Ending direct local elections will make it more difficult for political aspirants from outside Indonesia’s oligarchical party system to get elected. President-elect Joko, for example, was a businessman in his hometown Solo in central Java, before being elected mayor in the first direct elections held in 2005.

However, there are some who say the repercussions of scrapping direct local elections could be overstated.

“The impact of scrapping direct elections on ordinary Indonesian’s lives will not be as profound as recent commentaries suggest. This is because direct elections did not deliver too much in terms of concrete and tangible benefits to ordinary Indonesians to begin with,” wrote Dr Michael Buehler, who teaches Southeast Asian Politics at London’s School of Oriental and African Studies.

Prabowo’s allies have partly-rationalised the change by citing a series of corruption cases involving elected local officials.

But opinion surveys before the vote suggested that 80 per cent or more of Indonesians were against the move.

“The new law will destroy our right to choose our leader of local government,” said Robert Endi Jaweng, who is backing a move to have the new law reviewed by the Constitutional Court.

“We fully support our colleagues in Jakarta and elsewhere in their efforts to have this decision reversed,” Juanda Jamal, Secretary-General of the Aceh Civil Society Task Force, told The Edge Review.

The next round of local elections are scheduled for 2015, but if the abolition is allowed stand, Prabowo will be in a strong position to dominate the region –  given that his party allies form majorities in all bar 3 of 34 provinces and therefore should be able to determine who heads those local administrations.

Prabowo’s allies have more than 60 per cent of house seats in the new national parliament, which was sworn in on Wednesday.

With Prabowo’s allies dominant, this stranglehold could stall incoming President Joko’s agenda, which could, in turn, make it easier to justify impeachment moves at national level.

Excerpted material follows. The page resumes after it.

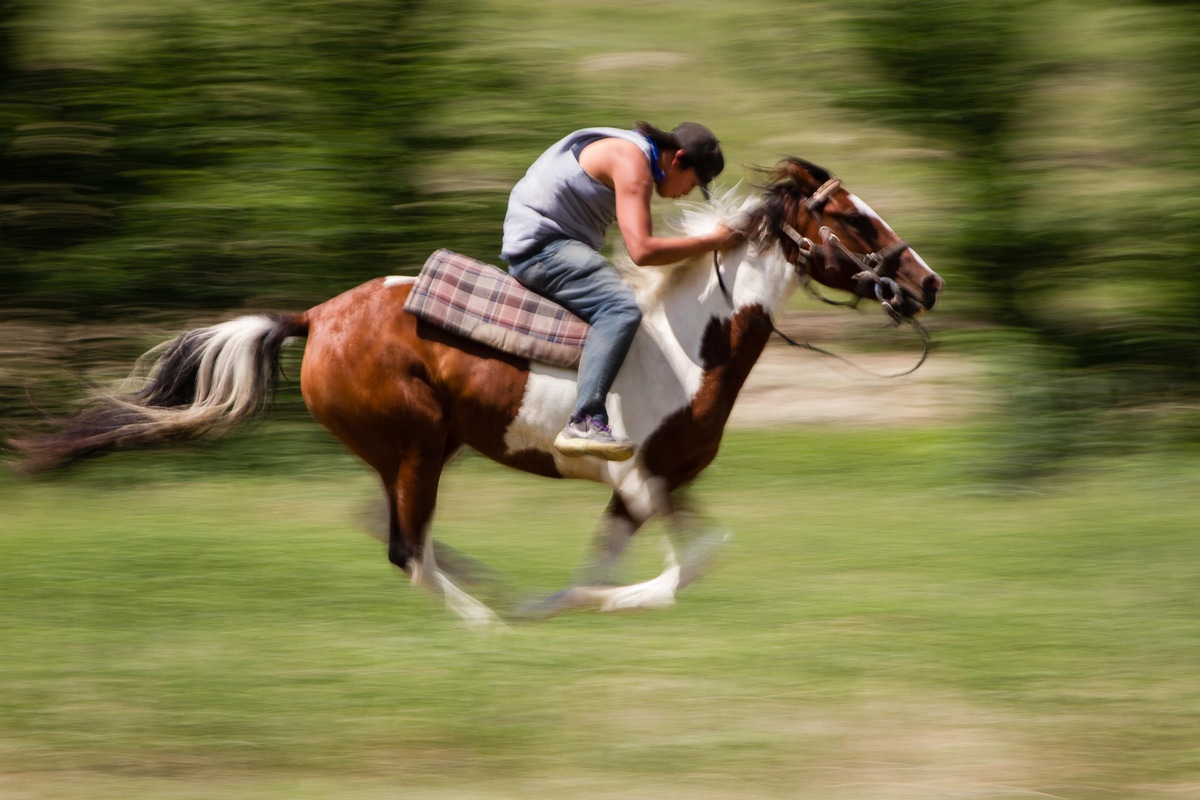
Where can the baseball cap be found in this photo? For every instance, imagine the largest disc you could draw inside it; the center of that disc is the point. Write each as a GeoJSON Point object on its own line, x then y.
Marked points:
{"type": "Point", "coordinates": [702, 151]}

Prabowo’s “Red and White” coalition moved soon after the April 2014 legislative election to try establish control the incoming parliament. On Monday, the Indonesian Democratic Party of Struggle (PDIP), the largest party, which backed Joko’s Presidential run, lost an appeal against a July amendment to allow parliament vote on who should be House Speaker. Prabowo’s allies will also head up important parliament committees, where deals on new laws are made.

That post previously went to the largest party in the legislature but in the early hours of Thursday morning, the parliament elected as House Speaker Golkar’s Setya Novanto – a Prabowo supporter – after the PDIP and allies walked out of the session.